The conclusion: This transition marked the maturation of the project. The design didn't just serve one client (Company G) or one launch (AgentCore); it became a repeatable "AI Story" framework that empowered the entire organization to visualize complex intelligence, regardless of the domain.
5. Conclusion – Beyond the Interface
#BusinessImpact#AIPhilosophy#ContinuousLearning
5.1 Summary of Impact: Turning Complexity into Confidence
What started as a frantic 2-week sprint to build a single customer demo evolved into a foundational design framework for the entire organization.
For the business: We transformed a "Black Box" technology into a "Glass Box" solution. By visualizing the invisible logic of AI, we helped Company G's leadership—and subsequently, clients across industries—move from skepticism to trust.

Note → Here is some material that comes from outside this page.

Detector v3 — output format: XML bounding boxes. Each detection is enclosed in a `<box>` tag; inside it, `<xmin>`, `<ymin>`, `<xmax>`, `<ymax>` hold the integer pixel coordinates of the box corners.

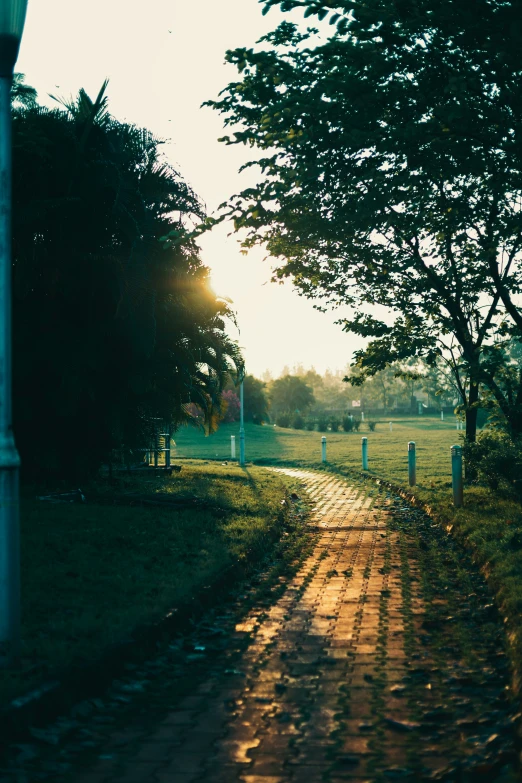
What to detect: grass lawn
<box><xmin>0</xmin><ymin>463</ymin><xmax>296</xmax><ymax>704</ymax></box>
<box><xmin>175</xmin><ymin>416</ymin><xmax>522</xmax><ymax>691</ymax></box>
<box><xmin>175</xmin><ymin>416</ymin><xmax>461</xmax><ymax>488</ymax></box>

For the team: The "split-screen" pattern and the React Flow library solved a critical scalability bottleneck. It empowered non-designers (solutions architects) to tell compelling, consistent AI stories without needing a designer in every room.
5.2 Personal Growth: The Designer's Role in the AI Era
This project was a defining moment in my career. It taught me that in the age of Generative AI, a designer's role is no longer just about pixels or flows; it is about Translation.
Demystifying Fear: AI can be intimidating. My biggest takeaway is that understanding is the antidote to fear. As I dove deeper into the technical constraints (BDA, Guardrails, MCP), I realized that the more we understand the "Material," the better we can shape it.
Continuous learning: The rapid evolution from "Bedrock Agents" to "AgentCore" (section 3) proved that adaptability is the new stability. Staying curious and learning alongside the engineers was the only way to deliver a design that felt "real."
5.3 Final Thoughts: Human-Centricity as the North Star
No matter how powerful the Large Language Model becomes, the fundamental truth remains: technology must serve the user, not the other way around.
The lesson: Whether it was helping a panicked driver upload a video (section 2.2) or helping a busy claims specialist draft an email (section 2.5), the most successful features were always born from empathy, not just capability.
The vision: It is exhilarating to be part of an industry that is rewriting the rules of interaction. By keeping the user at the center, we ensure that these powerful tools don't just generate data—they generate value for the business and relief for the human on the other side of the screen.